William Murdock was on the bridge during the collision. He worked diligently to help load the lifeboats. He had sixteen years maritime experience behind him. He served as First Officer on the Maiden Voyage. The body of the Scotsman was never found.

Harold Lowe was from Wales. He claimed to run away at fourteen and begin a life at sea. The Titanic was his first trip on the North Atlantic. He was put in lifeboat 14 to help row. He later gathered five lifeboats together and tied them to one another, as he redistributed the passengers. He took the only lifeboat that returned to look for survivors in the water. He picked up four survivors, one of which died in the lifeboat. He remained at sea and joined the Royal Naval Reserve during WWI. He died in 1944.

Charles Lightoller was from Lancashire, England. He went to sea at the age of thirteen and by 1895 survived a cyclone, shipwreck and fire at sea. He briefly left the sea life for other pursuits but soon returned. He served as Second Officer on the Maiden Voyage. He helped load the lifeboats. Once in the water he saw for Collapsible Boat B and stayed upon it all night. He was the most senior surviving officer to survive. He served in both WWI and WWII British Navy. He died in 1952.

Frederick Fleet was a lookout for the Titanic when she hit the iceberg. He’d been at sea for nine years by the time of the Titanic disaster. He reported “Iceberg Right Ahead” to the bridge. He helped load the boats, survived and continued working on the sea until 1936. He died in 1964.

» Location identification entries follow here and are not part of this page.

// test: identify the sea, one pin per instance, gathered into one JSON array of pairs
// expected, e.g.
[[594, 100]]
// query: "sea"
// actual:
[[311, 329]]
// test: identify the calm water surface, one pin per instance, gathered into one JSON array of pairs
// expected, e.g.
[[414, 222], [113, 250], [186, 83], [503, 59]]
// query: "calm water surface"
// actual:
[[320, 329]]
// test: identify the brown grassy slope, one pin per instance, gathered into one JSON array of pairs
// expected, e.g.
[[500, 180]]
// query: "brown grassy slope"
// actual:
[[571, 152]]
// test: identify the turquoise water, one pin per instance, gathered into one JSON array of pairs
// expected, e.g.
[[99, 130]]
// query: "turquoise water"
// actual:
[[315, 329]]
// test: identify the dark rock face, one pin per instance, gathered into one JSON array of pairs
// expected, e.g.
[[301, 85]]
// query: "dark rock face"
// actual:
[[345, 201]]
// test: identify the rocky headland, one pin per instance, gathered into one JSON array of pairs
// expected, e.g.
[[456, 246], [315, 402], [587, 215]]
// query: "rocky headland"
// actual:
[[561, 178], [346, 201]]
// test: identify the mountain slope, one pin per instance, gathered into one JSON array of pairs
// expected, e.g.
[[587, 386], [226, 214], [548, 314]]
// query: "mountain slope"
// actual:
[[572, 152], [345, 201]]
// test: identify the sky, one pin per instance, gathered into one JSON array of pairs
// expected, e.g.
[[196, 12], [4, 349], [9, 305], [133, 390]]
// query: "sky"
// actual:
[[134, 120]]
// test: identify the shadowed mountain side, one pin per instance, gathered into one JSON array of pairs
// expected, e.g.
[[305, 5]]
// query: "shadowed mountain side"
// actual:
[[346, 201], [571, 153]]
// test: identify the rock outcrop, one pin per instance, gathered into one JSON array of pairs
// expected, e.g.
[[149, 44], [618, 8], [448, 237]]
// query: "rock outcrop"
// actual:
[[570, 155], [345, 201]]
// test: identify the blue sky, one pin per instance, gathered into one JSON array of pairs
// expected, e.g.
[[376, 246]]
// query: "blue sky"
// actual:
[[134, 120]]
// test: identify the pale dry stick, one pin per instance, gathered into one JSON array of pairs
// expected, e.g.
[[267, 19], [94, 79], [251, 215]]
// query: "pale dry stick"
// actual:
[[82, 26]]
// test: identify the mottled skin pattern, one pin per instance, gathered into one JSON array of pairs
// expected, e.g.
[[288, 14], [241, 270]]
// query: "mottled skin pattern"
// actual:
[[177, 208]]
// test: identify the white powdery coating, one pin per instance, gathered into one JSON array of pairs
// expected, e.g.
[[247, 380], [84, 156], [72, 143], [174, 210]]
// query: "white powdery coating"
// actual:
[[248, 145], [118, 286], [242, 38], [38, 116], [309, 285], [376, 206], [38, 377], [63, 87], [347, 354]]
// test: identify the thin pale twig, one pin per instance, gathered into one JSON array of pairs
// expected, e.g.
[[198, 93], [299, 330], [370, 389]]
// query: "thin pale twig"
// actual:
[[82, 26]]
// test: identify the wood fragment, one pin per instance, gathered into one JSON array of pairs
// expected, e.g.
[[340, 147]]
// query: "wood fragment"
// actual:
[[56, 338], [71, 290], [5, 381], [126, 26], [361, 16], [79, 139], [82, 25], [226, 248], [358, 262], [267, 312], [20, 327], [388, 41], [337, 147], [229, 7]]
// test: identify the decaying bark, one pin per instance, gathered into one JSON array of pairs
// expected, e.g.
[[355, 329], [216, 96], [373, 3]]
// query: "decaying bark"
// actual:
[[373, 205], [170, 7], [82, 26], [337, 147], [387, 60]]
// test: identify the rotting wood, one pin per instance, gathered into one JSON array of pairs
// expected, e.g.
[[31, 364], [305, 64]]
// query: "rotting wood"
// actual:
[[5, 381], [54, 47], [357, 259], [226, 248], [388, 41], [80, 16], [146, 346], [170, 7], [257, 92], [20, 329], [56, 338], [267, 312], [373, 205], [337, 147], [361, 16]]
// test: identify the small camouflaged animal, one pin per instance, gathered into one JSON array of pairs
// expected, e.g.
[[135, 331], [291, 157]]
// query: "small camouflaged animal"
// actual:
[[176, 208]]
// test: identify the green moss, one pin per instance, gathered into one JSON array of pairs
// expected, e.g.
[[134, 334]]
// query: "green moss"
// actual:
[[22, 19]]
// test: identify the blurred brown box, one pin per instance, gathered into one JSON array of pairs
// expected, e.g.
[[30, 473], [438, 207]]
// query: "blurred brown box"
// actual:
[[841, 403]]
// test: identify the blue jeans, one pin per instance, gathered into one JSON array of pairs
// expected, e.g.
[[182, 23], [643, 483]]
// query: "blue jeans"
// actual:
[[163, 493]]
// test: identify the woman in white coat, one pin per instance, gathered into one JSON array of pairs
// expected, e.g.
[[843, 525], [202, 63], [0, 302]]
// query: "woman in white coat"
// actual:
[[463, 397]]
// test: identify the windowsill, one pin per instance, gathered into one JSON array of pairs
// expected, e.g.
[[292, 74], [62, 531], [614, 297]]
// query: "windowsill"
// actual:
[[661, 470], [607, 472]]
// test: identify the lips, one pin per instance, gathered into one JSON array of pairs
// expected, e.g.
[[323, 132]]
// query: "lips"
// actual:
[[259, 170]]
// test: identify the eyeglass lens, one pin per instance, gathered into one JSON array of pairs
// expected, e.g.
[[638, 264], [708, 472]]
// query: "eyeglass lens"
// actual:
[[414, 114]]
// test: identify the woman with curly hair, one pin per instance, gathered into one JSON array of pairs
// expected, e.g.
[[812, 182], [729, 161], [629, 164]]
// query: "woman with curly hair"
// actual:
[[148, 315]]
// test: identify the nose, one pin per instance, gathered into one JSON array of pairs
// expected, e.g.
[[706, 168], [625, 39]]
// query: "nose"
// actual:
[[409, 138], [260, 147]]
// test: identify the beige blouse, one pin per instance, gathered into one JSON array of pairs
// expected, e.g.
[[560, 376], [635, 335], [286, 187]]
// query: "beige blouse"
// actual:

Charles Joughin was the chief baker that survived the cold 28 degrees of the Atlantic because of his alcohol level. At the time of the sinking he and some other chefs were filling the lifeboats with food and supplies. By all accounts he refused a lifeboat for himself, although he helped others board and threw deck chairs overboard. At some point he found time to consume a considerable amount of spirits. By all reports he stepped off the bow as the ship went down and into the water where he remained for over three hours. His testimony said he swam and treaded water until he was pulled into a lifeboat after daylight. He died in 1956.

Musicianssee my article on these heroes

There were five postal clerks, two American and three British. The five clerks worked to save the 200 bags of registered mail as the hauled the to the upper decks. None of these men survived.

There were twenty five engineers and ten electricians and boilermakers aboard ship. These men were the highest paid of the crew and none of them survived. These men worked feverishly after the collision to keep the ship afloat as long as possible. These men had also been battling a fire in Boiler Room 6 for most of the voyage. There were apparently 163 stokers to keep the boilers running. Only a handful of the stokers, trimmers and greasers survived. A memorial was erected to these men in Liverpool, England. PBS is currently running a very interesting special about these men and the work called “Saving the Titanic.